More than 94 percent of the votes backed the new constitution, which will see sweeping executive powers given to the president and the removal of key checks and balances, including weakening the influence of the country’s parliament and judiciary. …
For several years after the 2011 uprisings, Tunisia was hailed as the only democracy to emerge from the Arab Spring. But the new constitution threatens to unravel the democratic gains in a country now deeply polarised over President Kais Saied’s greatly expanded powers. …
‘We are perhaps witnessing the birth of a new dictator…,’ Nabil Guassoumi, a teacher in Kasserine, situated around 300 km from Tunis, told FRANCE 24.
(France24, July 27, 2022)
Why Tunisians, why?
The reasons for their march back to the future abound. In fact, Tunisians are blaming everything from the Covid-19 pandemic to the food insecurity Russia caused by blockading grain exports as part of its genocidal war against Ukraine.
But I see no point in commenting on the manifest absurdity in voting for autocracy to ease the birthing pains of democracy…

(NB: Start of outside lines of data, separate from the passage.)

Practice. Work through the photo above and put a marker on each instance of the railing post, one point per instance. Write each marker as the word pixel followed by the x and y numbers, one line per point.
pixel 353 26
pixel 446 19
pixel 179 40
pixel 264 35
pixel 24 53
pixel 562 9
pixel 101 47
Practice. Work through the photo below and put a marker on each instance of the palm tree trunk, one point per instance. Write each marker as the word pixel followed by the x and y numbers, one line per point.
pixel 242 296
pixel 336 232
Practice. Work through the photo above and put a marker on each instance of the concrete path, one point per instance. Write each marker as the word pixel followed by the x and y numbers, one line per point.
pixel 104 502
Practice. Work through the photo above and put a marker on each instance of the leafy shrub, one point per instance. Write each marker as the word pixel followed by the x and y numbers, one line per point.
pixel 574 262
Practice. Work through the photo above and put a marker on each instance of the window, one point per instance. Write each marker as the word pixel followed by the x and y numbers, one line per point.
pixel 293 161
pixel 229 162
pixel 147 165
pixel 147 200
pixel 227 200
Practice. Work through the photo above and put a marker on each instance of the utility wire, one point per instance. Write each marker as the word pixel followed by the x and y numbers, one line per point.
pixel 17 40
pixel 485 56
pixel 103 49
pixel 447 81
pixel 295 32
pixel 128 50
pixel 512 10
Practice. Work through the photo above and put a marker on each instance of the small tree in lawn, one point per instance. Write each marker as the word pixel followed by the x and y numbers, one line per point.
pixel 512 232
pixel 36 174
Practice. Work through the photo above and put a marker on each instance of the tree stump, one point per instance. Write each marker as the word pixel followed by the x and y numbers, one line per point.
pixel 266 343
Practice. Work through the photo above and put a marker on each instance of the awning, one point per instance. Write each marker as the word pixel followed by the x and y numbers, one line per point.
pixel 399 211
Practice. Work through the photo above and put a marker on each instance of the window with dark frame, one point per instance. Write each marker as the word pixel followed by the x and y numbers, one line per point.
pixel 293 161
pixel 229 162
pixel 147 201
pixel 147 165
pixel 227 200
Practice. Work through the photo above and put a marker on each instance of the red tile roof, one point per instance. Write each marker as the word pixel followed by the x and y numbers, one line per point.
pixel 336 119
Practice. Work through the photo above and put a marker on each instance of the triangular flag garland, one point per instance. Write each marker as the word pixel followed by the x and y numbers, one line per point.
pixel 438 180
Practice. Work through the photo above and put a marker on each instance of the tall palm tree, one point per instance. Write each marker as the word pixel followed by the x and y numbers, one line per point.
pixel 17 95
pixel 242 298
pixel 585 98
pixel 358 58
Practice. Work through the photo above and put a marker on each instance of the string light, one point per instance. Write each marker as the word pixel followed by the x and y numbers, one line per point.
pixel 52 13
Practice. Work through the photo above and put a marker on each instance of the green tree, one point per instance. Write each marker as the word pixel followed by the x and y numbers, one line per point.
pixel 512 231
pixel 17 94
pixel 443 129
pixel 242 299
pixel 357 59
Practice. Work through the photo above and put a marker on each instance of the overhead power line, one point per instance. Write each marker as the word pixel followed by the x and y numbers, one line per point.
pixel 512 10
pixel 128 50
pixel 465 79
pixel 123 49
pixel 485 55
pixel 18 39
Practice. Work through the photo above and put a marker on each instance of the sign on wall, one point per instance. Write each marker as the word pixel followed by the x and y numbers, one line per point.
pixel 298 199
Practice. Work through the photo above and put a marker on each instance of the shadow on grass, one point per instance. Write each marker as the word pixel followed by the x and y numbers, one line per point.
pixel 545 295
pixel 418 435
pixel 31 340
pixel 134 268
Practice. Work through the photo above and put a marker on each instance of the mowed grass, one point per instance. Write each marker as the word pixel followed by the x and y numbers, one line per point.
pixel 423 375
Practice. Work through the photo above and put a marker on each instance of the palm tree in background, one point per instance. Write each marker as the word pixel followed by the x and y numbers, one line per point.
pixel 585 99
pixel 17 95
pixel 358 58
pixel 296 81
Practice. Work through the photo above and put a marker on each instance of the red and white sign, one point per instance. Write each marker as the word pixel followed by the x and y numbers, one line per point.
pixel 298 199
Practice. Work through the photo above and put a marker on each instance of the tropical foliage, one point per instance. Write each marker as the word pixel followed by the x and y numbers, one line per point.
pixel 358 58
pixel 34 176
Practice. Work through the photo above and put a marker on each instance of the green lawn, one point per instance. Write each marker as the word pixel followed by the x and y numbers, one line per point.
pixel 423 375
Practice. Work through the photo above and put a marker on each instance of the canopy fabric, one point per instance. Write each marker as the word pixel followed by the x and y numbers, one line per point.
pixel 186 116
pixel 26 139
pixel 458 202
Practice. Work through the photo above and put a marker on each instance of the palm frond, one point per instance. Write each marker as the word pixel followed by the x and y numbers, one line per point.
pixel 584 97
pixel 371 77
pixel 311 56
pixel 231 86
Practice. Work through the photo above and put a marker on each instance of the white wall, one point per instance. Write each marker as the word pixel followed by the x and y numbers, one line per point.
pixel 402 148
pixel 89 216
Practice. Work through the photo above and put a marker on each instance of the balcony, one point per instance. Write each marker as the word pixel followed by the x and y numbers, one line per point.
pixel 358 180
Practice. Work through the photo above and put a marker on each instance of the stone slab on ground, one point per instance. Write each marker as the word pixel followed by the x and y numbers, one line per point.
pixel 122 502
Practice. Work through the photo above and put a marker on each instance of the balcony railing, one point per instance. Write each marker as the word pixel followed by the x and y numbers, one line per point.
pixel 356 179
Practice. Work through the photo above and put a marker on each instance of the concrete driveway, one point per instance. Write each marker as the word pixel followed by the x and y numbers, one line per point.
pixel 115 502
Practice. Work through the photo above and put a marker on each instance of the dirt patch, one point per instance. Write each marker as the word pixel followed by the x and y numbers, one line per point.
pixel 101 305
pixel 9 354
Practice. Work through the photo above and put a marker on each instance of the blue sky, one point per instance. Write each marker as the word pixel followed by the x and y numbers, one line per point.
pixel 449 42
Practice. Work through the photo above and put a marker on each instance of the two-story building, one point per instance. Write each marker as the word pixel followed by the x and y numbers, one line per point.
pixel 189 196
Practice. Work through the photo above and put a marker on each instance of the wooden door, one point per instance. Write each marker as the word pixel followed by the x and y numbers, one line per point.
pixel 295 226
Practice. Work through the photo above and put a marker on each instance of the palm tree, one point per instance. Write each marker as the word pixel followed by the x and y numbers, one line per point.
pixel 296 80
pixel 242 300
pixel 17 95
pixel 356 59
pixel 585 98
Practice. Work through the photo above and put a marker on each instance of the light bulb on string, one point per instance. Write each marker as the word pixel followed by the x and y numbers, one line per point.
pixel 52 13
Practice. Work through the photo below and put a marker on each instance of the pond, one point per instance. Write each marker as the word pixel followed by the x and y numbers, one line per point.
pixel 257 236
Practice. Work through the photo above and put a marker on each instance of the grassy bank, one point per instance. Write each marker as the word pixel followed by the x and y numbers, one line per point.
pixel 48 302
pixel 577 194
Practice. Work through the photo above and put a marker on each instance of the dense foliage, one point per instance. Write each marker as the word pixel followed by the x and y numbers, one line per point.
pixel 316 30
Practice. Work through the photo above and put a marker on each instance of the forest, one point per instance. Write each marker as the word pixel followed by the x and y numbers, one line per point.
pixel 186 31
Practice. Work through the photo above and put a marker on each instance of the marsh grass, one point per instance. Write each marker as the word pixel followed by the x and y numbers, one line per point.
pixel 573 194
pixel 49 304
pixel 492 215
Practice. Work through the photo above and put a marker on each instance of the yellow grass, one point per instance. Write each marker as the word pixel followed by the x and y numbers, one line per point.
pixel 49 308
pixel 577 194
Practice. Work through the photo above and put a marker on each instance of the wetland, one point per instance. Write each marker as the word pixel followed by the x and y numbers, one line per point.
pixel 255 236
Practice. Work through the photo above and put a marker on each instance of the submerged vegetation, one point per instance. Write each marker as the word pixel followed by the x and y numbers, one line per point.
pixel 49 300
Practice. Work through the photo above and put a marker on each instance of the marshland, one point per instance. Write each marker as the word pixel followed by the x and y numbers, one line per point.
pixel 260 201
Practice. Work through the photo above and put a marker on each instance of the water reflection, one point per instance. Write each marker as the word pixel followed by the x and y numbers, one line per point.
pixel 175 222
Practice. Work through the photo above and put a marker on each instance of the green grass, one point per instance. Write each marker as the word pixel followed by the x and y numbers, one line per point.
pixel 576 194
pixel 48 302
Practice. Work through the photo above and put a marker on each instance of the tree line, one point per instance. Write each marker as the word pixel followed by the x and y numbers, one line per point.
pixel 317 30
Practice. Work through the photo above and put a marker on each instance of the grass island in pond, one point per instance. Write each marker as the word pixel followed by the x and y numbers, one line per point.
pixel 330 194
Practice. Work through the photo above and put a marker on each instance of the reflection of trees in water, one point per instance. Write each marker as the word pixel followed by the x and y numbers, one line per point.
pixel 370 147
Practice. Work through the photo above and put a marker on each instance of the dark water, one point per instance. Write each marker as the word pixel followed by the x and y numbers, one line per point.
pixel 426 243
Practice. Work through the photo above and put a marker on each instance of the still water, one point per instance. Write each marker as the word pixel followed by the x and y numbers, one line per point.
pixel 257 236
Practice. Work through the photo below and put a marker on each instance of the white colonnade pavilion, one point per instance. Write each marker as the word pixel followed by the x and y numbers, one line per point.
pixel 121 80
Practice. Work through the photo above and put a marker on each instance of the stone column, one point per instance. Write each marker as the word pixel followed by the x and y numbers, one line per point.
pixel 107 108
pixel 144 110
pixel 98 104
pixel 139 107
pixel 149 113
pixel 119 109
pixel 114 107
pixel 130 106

Except I’d be remiss not to note the blow this strikes against Winston Churchill’s famous axiom about democracy being the worst form of government – except for all the others that have been tried. After all, Tunisians have clearly tried democracy and found it so wanting, they have just voted, democratically no less, to return to an even more autocratic form of autocracy than they had before..
I told you so…
As it happens, these Tunisians are just voting like the Egyptians. And, apropos of speaking volumes, the title alone to my blog post marking the 10th anniversary of their Arab Spring does this in spades:
- “The ‘Devil’ Egyptians Knew Was Far Better than this One. But I Warned He Would Be.” October 20, 2021
More to the point, here is how I presaged not just what the Egyptians weathered, but what the Tunisians are now weathering:
With all due respect to the protesters, the issue is not whether Mubarak will go, for he will. (The man is 82 and already looks half dead for Christ’s sake!) Rather, the issue is who will replace him. And it appears they have not given any thought whatsoever to this very critical question. …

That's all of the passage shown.